Using a ball peen hammer, tap the left stub shaft flange up and down repeatedly until the stub shaft separates from the axle assembly. This step centers the C-clip in the retaining groove of the stub shaft. 
Inspect the C-clip and replace if necessary.


----------



## Seaway25 (Sep 15, 2009)

We tried that and no luck. Used a small hammer, big hammer, air hammer, and everything else. It didn't budge. At one point we had two people prying with a 4 ft bar and still nothing. I am running out of time and paying by the hour so I just went and bought a case from a salvage yard. My brother in law works there so the gave me $100 off. They had a few of them and I picked out the one in the best shape. Paid $400. It sucks but at $65 an hour I'm going to end up there soon anyway and still not have it apart.


----------



## RepoMan207 (Oct 7, 2008)

See this is why I go to the dealer for service. If they can't get it off because of there own stupidity, thats there problem, I would of walked out the door without paying and gone directly to the dealer. Does this shop even employee any ASE cert. Mechanics, or are they just local grease monkey with no ambitions in life? Maybe I am being alittle harsh here, but come on....seriously; buy a used one for $400 that you will inevitably have the SAME problem with because your mechanics have no clue how to do the job? Yeah, I don't think so, something is wrong there.


----------



## Seaway25 (Sep 15, 2009)

From what I've heard from several different places now, (two are dealers) that what affekonig said should work. If that doesn't work, they weren't sure what else you could do. It's a a pretty basic repair and it should come apart real easy. But if it doesn't what can you do? I could take it somewhere else but it's already out of the truck. I'd have to pay another place $2-300 to fix it anyway. I just need my truck back now. And I've done a lot of business with the place it's at now. They always treat me well. I feel like this is just some bad luck. And I could have walked out the door, but that would have been it. Walking out, and not driving, because the axles out of my truck and on the bench.


----------



## B&B (Nov 4, 2006)

The cir-clip axle retainer on some of these trucks can be a real issue to gain removal of the driver side shaft. When all else fails I split the diff case halves to gain access to the clip and get it seated down in it's groove allowing the shaft to finally release it's grip. Adds to the labor costs but still less than replacing the entire unit with an "unknown" unit.

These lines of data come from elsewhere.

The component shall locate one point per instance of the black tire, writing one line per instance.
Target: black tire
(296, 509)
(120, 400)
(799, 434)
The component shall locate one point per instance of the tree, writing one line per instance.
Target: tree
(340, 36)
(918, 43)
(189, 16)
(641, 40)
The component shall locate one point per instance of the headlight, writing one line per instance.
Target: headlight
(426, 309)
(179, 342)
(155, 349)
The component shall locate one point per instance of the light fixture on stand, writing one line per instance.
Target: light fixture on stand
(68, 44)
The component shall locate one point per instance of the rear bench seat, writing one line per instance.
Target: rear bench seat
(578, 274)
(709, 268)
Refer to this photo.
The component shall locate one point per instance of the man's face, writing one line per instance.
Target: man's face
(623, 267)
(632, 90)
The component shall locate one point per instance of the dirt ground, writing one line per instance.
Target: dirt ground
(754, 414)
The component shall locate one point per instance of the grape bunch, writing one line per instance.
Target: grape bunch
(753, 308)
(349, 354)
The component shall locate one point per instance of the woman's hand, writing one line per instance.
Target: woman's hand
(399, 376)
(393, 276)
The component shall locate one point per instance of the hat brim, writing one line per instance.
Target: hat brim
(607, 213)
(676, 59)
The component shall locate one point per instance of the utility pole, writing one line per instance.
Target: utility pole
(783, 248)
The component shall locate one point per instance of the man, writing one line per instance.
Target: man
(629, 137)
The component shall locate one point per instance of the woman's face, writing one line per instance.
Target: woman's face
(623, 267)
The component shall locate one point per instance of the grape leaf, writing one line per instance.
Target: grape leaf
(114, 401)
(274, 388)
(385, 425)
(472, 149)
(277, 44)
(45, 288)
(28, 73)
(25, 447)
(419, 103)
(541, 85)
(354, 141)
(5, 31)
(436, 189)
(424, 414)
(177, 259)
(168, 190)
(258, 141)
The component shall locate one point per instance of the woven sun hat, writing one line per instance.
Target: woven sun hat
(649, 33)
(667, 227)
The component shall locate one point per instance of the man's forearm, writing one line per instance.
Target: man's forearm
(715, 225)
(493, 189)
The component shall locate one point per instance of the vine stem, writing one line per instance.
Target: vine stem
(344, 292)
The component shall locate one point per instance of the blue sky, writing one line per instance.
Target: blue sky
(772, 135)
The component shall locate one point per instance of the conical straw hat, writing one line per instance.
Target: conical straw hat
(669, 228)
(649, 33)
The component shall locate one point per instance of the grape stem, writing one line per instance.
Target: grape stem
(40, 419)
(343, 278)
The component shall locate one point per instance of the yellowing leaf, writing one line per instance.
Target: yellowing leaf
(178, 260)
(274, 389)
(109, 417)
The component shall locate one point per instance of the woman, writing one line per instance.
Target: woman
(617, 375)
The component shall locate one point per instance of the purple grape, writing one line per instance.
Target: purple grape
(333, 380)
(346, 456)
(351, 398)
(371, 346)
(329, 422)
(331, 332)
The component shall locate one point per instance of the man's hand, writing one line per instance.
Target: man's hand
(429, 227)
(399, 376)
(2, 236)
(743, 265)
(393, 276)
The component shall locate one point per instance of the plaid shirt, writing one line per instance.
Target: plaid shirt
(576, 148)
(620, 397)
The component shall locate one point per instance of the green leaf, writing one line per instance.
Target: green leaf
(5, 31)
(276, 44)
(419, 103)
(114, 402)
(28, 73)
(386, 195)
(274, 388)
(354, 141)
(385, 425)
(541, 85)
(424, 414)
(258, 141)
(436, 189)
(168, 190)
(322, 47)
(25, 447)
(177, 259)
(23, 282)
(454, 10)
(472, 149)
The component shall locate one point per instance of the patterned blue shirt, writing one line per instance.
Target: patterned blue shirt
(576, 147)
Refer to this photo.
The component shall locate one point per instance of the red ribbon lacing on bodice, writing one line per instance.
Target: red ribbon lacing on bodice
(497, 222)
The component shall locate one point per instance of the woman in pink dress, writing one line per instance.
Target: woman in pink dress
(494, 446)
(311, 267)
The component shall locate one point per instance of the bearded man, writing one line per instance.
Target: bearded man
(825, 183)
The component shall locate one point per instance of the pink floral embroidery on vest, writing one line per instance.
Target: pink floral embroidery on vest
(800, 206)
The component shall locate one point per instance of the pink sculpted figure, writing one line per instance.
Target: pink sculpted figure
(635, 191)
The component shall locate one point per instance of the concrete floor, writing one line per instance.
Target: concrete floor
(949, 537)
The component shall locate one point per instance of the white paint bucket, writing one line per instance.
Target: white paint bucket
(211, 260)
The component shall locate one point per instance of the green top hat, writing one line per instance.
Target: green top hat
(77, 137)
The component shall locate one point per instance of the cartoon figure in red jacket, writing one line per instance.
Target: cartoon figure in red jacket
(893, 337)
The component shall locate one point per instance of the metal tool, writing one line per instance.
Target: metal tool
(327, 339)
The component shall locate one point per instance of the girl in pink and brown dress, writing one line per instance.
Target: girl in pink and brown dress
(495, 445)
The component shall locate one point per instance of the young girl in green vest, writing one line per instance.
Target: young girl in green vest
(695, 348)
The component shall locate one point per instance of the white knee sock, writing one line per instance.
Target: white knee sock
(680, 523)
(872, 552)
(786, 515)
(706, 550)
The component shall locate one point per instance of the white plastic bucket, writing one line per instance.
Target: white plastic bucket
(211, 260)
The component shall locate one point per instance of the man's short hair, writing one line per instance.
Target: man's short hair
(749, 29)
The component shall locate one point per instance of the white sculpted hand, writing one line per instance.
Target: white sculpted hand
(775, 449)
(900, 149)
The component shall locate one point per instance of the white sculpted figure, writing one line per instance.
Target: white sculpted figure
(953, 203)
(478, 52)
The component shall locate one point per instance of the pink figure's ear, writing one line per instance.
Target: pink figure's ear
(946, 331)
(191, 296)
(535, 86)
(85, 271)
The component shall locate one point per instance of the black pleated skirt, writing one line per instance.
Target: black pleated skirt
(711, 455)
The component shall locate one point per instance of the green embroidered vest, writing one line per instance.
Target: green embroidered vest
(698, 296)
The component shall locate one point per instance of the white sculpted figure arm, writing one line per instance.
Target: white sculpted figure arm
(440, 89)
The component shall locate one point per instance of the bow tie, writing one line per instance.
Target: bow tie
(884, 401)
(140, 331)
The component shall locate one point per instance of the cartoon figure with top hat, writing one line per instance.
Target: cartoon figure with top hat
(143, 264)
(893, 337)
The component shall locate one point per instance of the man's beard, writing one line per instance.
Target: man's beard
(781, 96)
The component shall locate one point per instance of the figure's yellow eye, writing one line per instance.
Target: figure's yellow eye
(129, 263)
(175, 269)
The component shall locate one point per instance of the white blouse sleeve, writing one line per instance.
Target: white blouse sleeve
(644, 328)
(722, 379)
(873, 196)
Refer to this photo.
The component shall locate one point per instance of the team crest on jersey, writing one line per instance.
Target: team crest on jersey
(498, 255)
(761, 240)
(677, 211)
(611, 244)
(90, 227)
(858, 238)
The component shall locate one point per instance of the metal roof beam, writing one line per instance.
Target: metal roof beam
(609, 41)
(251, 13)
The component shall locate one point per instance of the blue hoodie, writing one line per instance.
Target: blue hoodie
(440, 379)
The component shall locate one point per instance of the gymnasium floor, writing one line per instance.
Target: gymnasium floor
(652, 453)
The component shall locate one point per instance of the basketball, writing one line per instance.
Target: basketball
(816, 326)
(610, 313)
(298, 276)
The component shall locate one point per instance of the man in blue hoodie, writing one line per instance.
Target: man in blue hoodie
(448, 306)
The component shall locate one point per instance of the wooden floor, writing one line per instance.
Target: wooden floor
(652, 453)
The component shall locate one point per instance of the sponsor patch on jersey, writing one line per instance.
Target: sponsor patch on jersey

Good time to freshen all the seals while you're there too.


----------



## MRHORSEPOWER1 (Dec 10, 2008)

That is the hardest part on the drivers side. But now from on I used steel wedge on one side and pound in hard then try using .491 shank air hammer or heavy hammer on the other side and try to pop it out. If wedge drops, repeat it again until you get it out. Most of times I used .491 shank chisel air hammer and stuck it in hard on one side then let the chisel go from air hammer and re-insert the .491 shank hammer in and aim on the other side away from where chisel or wedge is at. Sometimes it won't come out but never knows. One time I broke the axle yoke in half....oops!! Just try be careful not to crack the case but try your best. I got over 15 years mechanic experience and graduated from Wyoming Tech. Institute in Laramie, WY. Hope that helps you out. I am not very good at explaining crap but let other people watch how I do it which makes my life easier!! Dealer always charge an arm and a leg for that kind of job.


----------



## MickiRig1 (Dec 5, 2003)

Did the guys get it done?


----------



## Seaway25 (Sep 15, 2009)

It's done. They put the case in that I bought. It ended up costing less than I expected and I got my truck back that day. I couldn't wait any longer to do something else so I'm happy.


----------